Day 1 – Moskenes - Å
July 7, 2010
We drove from Moskenes to Å, where my relatives rented a rorbu, which is a great way to stay in the Lofoten Islands if you have more than a few people.
The science of producing good stockfish is in many ways comparable to that of making a good cognac, parma ham, or a well matured cheese....
The fish is prepared immediately after capture. After gutting the fish, it is either dried whole, or split along the spine leaving the tail connected. The fish is hung on the flakes from February to May. Stable cool weather protects the fish from insects and prevents bacterial growth. A temperature just above zero degrees celsius, with little rain, is ideal. Too much frost will spoil the fish, as ice destroys the fibers in the fish. The climate in northern Norway is excellent for stockfish production. Due to the stable conditions, the stockfish produced in Lofoten is regarded as the best. The traditional cod harvest in Lofoten also takes place during the best drying time. Due to a milder and more humid climate, salted/dried whitefish (klippfisk) was more common in the fisheries districts of Western Norway.

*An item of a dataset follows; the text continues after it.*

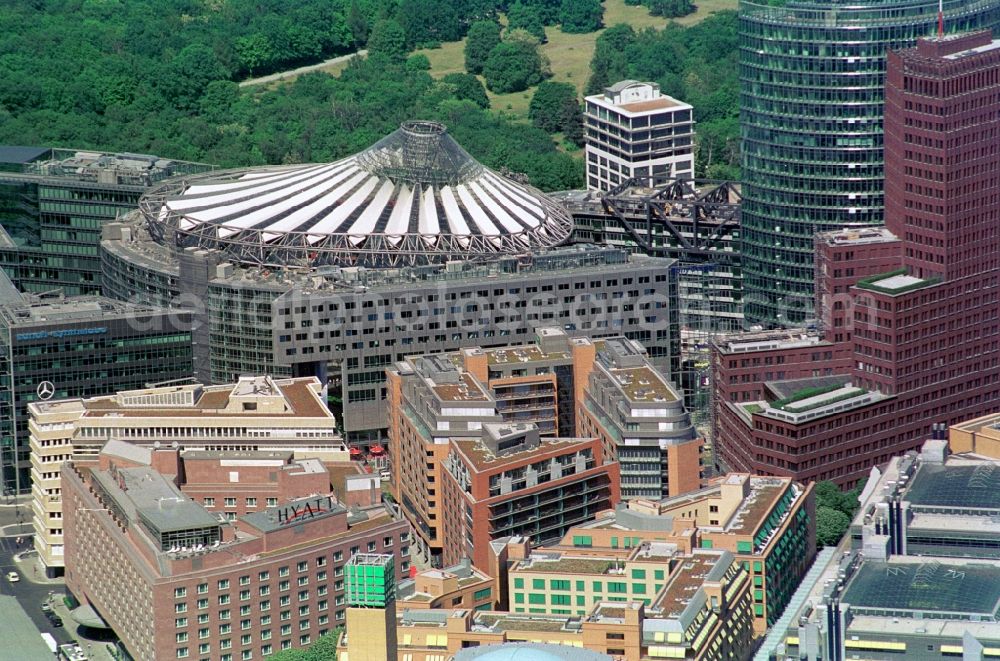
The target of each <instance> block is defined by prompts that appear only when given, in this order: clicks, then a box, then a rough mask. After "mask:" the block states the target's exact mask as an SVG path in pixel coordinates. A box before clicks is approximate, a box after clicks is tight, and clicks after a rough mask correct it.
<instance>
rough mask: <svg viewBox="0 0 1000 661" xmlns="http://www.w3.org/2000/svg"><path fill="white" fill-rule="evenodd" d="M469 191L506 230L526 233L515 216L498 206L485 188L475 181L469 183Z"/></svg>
mask: <svg viewBox="0 0 1000 661" xmlns="http://www.w3.org/2000/svg"><path fill="white" fill-rule="evenodd" d="M469 190H471V191H472V192H473V193H475V195H476V197H477V198H478V199H479V203H480V204H481V205H482V206H484V207H486V208H487V209H489V210H490V213H492V214H493V215H494V216H495V217H496V219H497V220H499V221H500V224H501V225H503V227H504V229H505V230H507V231H508V232H510V233H512V234H518V233H520V232H523V231H524V226H523V225H521V223H519V222H517V221H516V220H515V219H514V217H513V216H511V215H510V214H509V213H507V211H506V210H505V209H504V208H503V207H502V206H500V205H499V204H497V202H496V200H494V199H493V198H492V197H490V196H489V195H488V194H487V193H486V191H484V190H483V187H482V186H480V185H479V184H478V183H476V182H475V181H473V182H470V183H469Z"/></svg>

After its three months hanging on the flakes, the fish is then matured for another two to three months indoors in a dry and airy environment. During the drying, about 80% of the water in the fish disappears. The stockfish retains all the nutrients from the fresh fish, only concentrated: it is therefore rich in proteins, vitamins, iron, and calcium.
However, my guess is the cod you see hanging on flakes outside is salted dried cod (Klippfisk), since the unsalted version is dried outside on those wood racks, called flake (Hjell), in winter. This also explains, by the way, why many of the racks were empty when I saw them, those must be used for the true saltless drying, during winter.
Ok, with that out of the way, we're ready to start on our trip through the Lofotens.